A drone is a male bee that is the product of an unfertilized egg. Unlike the female worker bee, drones do not have stingers and do not gather nectar and pollen. A drone's primary role is to mate with a fertile queen.

Drones carry only one type of allele at each chromosomal position, because they are haploid (containing only one set of chromosomes from the mother). During the development of eggs within a queen, a diploid cell with 32 chromosomes divides to generate haploid cells called gametes with 16 chromosomes. The result is a haploid egg, with chromosomes having a new combination of alleles at the various loci. This process is also called arrhenotokous parthenogenesis or simply arrhenotoky.

Because the male bee technically has only a mother, and no father, its genealogical tree is rather interesting. The first generation has one member (the male). One generation back also has one member (the mother). Two generations back are two members (the mother and father of the mother). Three generations back are three members. Four back are five members. That is, the numbers in each generation going back are 1, 1, 2, 3, 5, 8, ... —​​the Fibonacci sequence.

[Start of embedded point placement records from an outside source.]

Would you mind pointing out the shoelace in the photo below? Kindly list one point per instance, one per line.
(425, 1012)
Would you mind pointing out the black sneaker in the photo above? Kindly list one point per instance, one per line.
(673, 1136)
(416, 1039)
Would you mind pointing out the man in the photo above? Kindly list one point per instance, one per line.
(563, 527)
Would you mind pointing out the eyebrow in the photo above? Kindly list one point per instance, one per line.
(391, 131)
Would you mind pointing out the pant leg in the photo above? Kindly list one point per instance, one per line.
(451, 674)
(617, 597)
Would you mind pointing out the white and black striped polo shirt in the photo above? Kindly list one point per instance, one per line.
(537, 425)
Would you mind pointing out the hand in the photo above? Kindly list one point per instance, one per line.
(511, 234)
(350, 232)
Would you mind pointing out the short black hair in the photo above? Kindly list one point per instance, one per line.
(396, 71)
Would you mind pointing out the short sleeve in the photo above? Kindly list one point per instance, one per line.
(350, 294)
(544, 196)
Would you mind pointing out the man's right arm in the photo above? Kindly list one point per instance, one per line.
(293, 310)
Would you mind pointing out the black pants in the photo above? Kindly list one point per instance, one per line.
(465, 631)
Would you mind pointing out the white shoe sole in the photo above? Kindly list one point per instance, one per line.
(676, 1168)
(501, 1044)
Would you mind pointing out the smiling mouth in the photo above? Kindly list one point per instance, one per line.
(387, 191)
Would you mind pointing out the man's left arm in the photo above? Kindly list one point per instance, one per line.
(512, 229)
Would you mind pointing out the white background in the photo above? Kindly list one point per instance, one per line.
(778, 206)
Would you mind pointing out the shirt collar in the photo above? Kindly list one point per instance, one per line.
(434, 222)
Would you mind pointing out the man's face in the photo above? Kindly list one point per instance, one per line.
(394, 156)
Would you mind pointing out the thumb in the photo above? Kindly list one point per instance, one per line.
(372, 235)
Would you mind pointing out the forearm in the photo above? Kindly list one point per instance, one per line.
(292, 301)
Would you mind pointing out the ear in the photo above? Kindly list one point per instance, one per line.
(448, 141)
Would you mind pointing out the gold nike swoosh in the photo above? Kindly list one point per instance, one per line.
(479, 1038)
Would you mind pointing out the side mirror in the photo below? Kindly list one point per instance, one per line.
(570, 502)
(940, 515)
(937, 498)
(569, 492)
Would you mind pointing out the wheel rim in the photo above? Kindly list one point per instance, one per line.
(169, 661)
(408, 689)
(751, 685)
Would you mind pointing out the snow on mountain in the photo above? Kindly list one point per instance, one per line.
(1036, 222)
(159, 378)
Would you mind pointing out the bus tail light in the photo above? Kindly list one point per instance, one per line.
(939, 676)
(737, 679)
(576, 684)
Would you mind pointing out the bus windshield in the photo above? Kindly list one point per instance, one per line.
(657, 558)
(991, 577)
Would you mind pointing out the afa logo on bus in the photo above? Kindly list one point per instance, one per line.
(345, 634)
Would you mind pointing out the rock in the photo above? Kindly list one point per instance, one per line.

Much debate and controversy exist in the scientific literature about the dynamics and apparent benefit of the combined forms of reproduction in honey bees and other social insects, known as the haplodiploid sex-determination system. The drones have two reproductive functions. They convert and extend the queen's single unfertilized egg into about 10 million genetically identical male sperm cells. They also serve as a vehicle to mate with a new queen to fertilize her eggs. Female worker bees develop from fertilized eggs and are diploid in origin, which means that the sperm from a father provides a second set of 16 chromosomes for a total of 32—​​one set from each parent. Since all the sperm cells produced by a particular drone are genetically identical, full sisters are more closely related than full sisters of other animals where the sperm is not genetically identical.